16 Days of Activism – Day 16
Today we are celebrating the final day of 16 days of activism, Human Rights Day. Often the clients we work with have a limited understanding of their own human rights and how this intersects with their experiences of domestic abuse and the legal obligations and responsibilities of professional agencies that are supporting them. Both staff and clients have been working with the British institute of Human Rights (BIHR) to develop the Human Rights Tool and participate in ‘mapping’ sessions. This has provided a platform for victims/survivors to both learn about their rights, and also ensure that the information is accessible to others experiencing domestic abuse. The individuals that participated have felt incredibly empowered since gaining a much deeper understanding of their human rights, and how they are able to use these to advocate for themselves when engaging with professionals. Often, it can appear that Human Rights are not considered when fundamental decisions regarding the client’s situation, are being made by other professional bodies such as social care and the police, and therefore it is imperative that Human Rights are considered by all professionals engaging with individuals experiencing domestic abuse. The sessions have been invaluable in allowing both the victims/survivors and case working teams to develop more confidence in using Human Rights in advocacy work to achieve positive outcomes.

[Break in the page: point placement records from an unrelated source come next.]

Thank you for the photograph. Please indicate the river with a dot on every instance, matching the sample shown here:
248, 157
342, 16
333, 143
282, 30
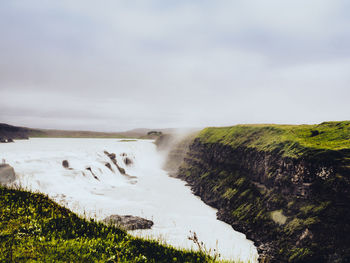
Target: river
148, 191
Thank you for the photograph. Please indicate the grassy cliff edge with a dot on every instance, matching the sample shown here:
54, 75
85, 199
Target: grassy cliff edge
287, 187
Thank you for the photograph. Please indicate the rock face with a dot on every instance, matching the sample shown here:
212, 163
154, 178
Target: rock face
7, 174
294, 209
129, 222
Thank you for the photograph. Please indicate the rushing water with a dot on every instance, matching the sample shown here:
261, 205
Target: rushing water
152, 194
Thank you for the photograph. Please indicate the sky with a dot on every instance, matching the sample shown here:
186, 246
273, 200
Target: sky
116, 65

“The British Institute of Human Rights (BIHR), an independent charity committed to bringing human rights to life across the UK. At BIHR we aim for the light bulb moments – when people make the connection between human rights and the work they do every day. We move human rights from the law books to everyday life, using real examples and a practical human rights based approach”. You can find out more about our work here: https://www.bihr.org.uk/our-work – British Institute of Human Rights
BIHR have recently written a blog post about the work they have been doing alongside domestic abuse services take a look here:
Additionally, you can find more information about human rights on:
- We all have human rights and we each have the same rights. Sometimes these rights may be limited but they can never be taken away from us.

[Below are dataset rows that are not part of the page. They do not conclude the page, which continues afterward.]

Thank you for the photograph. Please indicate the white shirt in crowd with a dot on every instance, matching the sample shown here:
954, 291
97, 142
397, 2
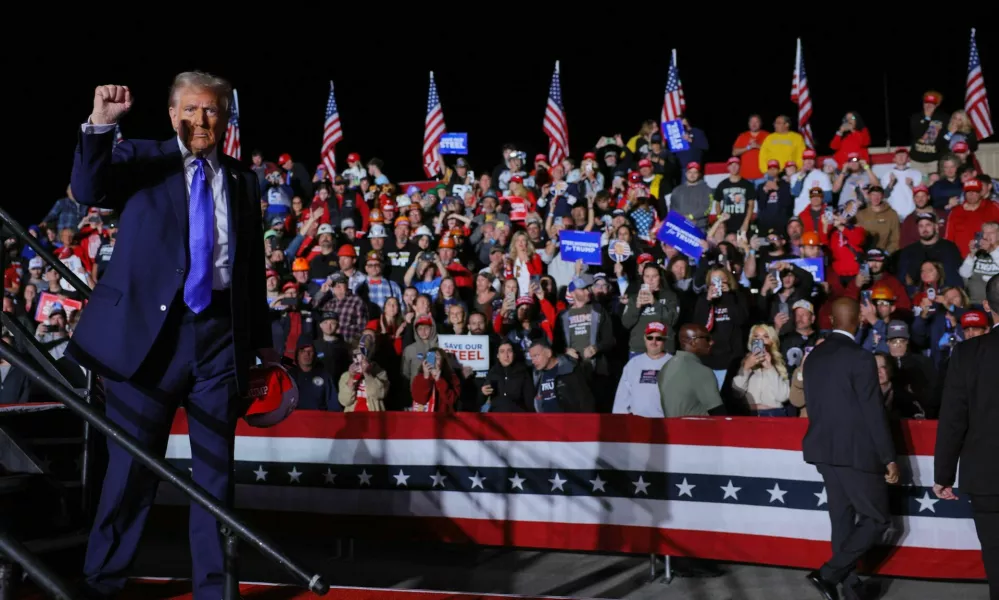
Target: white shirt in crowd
638, 390
901, 194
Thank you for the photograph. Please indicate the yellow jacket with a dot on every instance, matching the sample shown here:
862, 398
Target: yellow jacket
782, 147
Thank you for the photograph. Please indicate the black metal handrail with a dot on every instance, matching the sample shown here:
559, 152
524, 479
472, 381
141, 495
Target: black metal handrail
164, 471
53, 585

- Our human rights are enshrined in the Universal Declaration of Human Rights, the European Convention on Human Rights and, in the UK, the Human Rights Act 1998.
- The Human Rights Act (HRA) 1998 sets out the fundamental rights and freedoms that everyone in the UK is entitled to.
- The HRA means that public bodies/authorities, such as the police and social services, are legally obligated to respect and uphold our legal rights.
- The HRA also means that as far as possible laws should be applied that respect our human rights. If neither of the above happens, you have the right to bring legal cases to court.
- The 16 rights that are protected include: the right to: life, to not to be tortured or treated in an inhuman or degrading way, to respect for private and family life, home and correspondence, and not to be discriminated against.
- Certain rights are absolute, meaning they can never be restricted, while other non-absolute rights can be restricted if it is a lawful, legitimate, and proportionate response.
- Although the right to be free from domestic violence is not explicitly stated in legislation or international treaties, the rights protected in the HRA 1998 can be utilised to respond when human rights are not respected or protected by public bodies.
- If you believe your human rights have been restricted unlawfully by a public body, you can formally challenge this by writing a letter of complaint and seeking expert advice from Citizens Advice or a solicitor.
- Human rights can be used by victim-survivors and support agencies as a tool to raise awareness and advocate for change. Challenge human rights issues using human rights language and refer to relevant Articles of the HRA 1998.
- Following invaluable training from The British Institute of Human Rights, we are focussed upon empowering victim-survivors and staff to know their own rights and advocating for them to ensure their rights are respected and upheld.